Member of Parliament, Lok Sabha
- In office 13 May 2004 – 16 May 2014
- Preceded by: Noor Bano
- Succeeded by: Naipal Singh
- Constituency: Rampur. Uttar Pradesh

Member of Parliament, Rajya Sabha
- In office 10 April 1996 – 9 April 2002
- Preceded by: R. K. Dhawan
- Succeeded by: SM Laljan Basha
- Constituency: Andhra Pradesh

Personal details
- Born: Lalita Rani 3 April 1962 (age 64) Rajahmundry, Andhra Pradesh, India
- Party: Bharatiya Janata Party (since 2019)
- Other political affiliations: Telugu Desam Party (until 2004) Samajwadi Party (2004–2010) Rashtriya Lok Dal (2014–2019)
- Spouse: Srikanth Nahata ​(m. 1986)​ (separated)
- Children: 1 (adopted)
- Occupation: Actress; politician;

= Jaya Prada =

Indian actress and politician (born 1962)

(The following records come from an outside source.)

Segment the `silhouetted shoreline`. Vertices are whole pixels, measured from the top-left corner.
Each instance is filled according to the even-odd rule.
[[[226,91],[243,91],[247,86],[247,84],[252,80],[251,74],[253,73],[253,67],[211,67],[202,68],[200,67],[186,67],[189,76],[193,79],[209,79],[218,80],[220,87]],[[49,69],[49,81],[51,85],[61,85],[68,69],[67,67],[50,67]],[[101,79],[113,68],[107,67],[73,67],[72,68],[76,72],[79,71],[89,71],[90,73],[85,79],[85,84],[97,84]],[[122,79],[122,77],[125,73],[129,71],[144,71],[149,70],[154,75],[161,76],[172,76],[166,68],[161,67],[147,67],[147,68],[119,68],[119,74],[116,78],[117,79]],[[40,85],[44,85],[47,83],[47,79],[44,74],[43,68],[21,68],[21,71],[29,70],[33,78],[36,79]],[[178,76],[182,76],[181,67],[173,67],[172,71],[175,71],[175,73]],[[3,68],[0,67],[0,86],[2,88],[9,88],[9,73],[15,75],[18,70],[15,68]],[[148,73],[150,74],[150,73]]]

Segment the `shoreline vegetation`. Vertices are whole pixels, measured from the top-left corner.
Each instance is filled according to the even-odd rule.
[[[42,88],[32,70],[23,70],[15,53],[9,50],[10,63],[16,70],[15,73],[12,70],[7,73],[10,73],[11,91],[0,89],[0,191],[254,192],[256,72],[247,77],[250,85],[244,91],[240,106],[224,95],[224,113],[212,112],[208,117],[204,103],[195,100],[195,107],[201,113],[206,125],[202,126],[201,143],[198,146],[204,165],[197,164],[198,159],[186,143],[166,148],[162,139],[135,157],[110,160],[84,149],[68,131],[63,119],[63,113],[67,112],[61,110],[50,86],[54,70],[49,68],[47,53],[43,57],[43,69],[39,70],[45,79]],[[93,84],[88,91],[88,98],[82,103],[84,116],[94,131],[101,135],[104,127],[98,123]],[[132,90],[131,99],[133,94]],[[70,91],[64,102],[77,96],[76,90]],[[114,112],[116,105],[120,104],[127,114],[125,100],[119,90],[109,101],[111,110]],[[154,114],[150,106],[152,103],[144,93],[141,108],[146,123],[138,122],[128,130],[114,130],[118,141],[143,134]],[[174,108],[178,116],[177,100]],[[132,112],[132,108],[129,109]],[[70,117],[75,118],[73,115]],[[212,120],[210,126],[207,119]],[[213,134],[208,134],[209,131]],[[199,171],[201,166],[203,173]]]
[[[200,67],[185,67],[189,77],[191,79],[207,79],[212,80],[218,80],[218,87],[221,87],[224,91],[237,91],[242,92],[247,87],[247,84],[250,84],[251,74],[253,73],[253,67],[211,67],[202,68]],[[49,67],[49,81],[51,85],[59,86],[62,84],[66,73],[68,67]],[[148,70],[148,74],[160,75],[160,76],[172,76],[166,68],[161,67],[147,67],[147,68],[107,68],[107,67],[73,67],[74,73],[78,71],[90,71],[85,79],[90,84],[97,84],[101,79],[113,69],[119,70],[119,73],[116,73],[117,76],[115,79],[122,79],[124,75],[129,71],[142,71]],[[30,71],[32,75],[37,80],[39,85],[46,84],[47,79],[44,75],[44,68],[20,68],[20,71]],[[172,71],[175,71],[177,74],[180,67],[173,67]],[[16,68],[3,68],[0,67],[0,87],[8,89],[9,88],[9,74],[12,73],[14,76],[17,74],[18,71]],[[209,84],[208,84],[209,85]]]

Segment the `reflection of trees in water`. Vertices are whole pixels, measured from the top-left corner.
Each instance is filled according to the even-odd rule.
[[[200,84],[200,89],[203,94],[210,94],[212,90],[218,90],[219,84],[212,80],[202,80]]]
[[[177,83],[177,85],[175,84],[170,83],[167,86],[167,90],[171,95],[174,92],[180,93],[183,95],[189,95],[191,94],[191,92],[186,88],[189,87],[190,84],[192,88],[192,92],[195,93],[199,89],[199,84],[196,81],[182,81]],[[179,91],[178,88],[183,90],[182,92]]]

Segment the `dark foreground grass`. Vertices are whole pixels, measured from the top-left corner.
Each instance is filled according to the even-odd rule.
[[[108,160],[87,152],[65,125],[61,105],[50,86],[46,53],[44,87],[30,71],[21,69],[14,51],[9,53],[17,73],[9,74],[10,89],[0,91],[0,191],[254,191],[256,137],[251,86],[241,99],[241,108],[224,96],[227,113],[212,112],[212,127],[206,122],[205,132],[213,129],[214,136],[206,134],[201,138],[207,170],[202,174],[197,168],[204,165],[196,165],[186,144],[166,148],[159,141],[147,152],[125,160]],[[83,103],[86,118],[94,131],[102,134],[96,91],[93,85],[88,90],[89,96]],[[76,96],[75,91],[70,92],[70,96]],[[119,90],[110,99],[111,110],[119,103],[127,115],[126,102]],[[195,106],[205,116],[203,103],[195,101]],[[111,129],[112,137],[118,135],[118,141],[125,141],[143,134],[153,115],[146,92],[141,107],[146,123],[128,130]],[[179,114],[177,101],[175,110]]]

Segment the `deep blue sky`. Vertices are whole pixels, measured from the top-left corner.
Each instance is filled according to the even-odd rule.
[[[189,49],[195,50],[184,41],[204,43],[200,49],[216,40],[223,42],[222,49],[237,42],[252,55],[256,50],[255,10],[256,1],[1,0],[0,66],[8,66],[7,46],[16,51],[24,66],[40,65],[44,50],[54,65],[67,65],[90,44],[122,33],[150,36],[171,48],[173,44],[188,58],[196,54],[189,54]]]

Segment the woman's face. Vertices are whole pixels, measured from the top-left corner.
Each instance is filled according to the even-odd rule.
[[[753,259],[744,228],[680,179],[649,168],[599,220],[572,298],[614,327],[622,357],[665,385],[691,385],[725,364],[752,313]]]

Jaya Prada Nahata (born Lalitha Rani Rao; 3 April 1962) is a politician and an Indian actress, known for her works in Telugu cinema and Hindi cinema as well as in Tamil films in late '70s, '80s and early '90s and 2000s. Jayaprada is the recipient of three Filmfare Awards South and has starred in many Telugu and Hindi films along with several Kannada, Tamil, Malayalam, Bengali and Marathi films. She left the film industry at the peak of her career, as she joined the Telugu Desam Party (TDP) in 1994 and entered politics. She was a Member of Parliament (MP) from Rampur, Uttar Pradesh from 2004 to 2014.

Some of her notable films include Anthuleni Katha (1976), Siri Siri Muvva (1976), Sita Kalyanam (1976), Adavi Ramudu (1977), Yamagola (1977), Sanaadi Appanna (1977), Huliya Haalina Mevu (1979), Sargam (1979), Ooriki Monagadu (1981), Kaamchor (1982), Kaviratna Kalidasa (1983), Sagara Sangamam (1983), Tohfa (1984), Sharaabi (1984), Maqsad (1984), Sanjog (1985), Aakhree Raasta (1986), Simhasanam (1986), Muddat (1986), Sindoor (1987), Samsaram (1988), Elaan-E-Jung (1989), Aaj Ka Arjun (1990), Thanedaar (1990), Maa (1991), Habba (1999), Shabdavedhi (2000), Devadoothan (2000), Pranayam (2011), Ee Bandhana (2007) and Krantiveera Sangolli Rayanna (2012). She won the Filmfare Award for Best Actress – Telugu for her performance in Sagara Sangamam. She has also been awarded Filmfare Special Award for her performance in Siri Siri Muvva and Anthuleni Katha.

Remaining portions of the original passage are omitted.